The use of the Cassandra+spark architecture has precedent, and Ooyala is one of them. Ooyala is a video analytics provider. Ooyala handles 2 billion video events per day, and approximately 28TB of data is processed on approximately 220 nodes. But Harry Robertson, the head of Ooyala's technical team, can confidently say: "We're not just telling customers that your video has been played 100 times a few days, and we'll provide more detailed information, such as 80 plays from Beijing and 20 times from yahoo.com." "And it is the Cassandra cluster that sustains it all.

However, the ability to handle only big data is not enough, and Ooyala needs to turn the "mountain" of primitive events into small, actionable events. The company has previously considered Hadoop, but Hadoop is more scalable and less real-time. The real-time streaming framework, such as Storm, is also considered, but it has the advantage of dealing with fixed processes, and the ability to query with elasticity is poor. Finally, Ooyala selected the memory distributed computing framework Spark.

Now Ooyala is running the Spark/cassandra architecture.

Cassandra together spark big data analysis will usher in what changes?

Related Article

Contact Us

The content source of this page is from Internet, which doesn't represent Alibaba Cloud's opinion; products and services mentioned on that page don't have any relationship with Alibaba Cloud. If the content of the page makes you feel confusing, please write us an email, we will handle the problem within 5 days after receiving your email.

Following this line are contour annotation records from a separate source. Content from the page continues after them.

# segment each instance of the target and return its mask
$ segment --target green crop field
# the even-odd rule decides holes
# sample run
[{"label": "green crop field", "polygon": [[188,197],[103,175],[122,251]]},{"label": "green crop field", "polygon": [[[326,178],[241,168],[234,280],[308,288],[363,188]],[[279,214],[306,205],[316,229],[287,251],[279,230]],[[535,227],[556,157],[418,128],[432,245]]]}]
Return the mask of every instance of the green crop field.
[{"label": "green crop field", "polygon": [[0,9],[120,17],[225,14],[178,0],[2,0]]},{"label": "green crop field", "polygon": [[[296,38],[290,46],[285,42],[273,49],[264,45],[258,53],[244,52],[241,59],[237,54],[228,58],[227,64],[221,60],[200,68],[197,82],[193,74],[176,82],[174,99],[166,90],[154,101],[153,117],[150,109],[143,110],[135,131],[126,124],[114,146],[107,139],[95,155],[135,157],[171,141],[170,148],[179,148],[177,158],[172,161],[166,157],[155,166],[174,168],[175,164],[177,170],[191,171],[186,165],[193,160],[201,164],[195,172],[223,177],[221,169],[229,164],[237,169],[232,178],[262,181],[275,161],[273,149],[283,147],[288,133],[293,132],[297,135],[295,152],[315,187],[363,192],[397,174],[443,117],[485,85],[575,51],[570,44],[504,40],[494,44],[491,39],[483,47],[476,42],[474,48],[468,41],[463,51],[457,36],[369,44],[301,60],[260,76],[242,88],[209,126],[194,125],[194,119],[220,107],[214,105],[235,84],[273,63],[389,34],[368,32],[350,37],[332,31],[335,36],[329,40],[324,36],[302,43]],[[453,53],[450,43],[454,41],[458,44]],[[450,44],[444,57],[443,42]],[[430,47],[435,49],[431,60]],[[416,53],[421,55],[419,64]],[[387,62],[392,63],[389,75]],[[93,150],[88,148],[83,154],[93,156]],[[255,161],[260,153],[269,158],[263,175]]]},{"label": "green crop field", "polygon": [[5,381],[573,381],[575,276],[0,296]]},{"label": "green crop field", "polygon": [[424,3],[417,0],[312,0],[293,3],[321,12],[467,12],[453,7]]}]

If you find any instances of plagiarism from the community, please send an email to: info-contact@alibabacloud.com and provide relevant evidence. A staff member will contact you within 5 working days.

A Free Trial That Lets You Build Big!

Start building with 50+ products and up to 12 months usage for Elastic Compute Service

  • Sales Support

    1 on 1 presale consultation

  • After-Sales Support

    24/7 Technical Support 6 Free Tickets per Quarter Faster Response

  • Alibaba Cloud offers highly flexible support services tailored to meet your exact needs.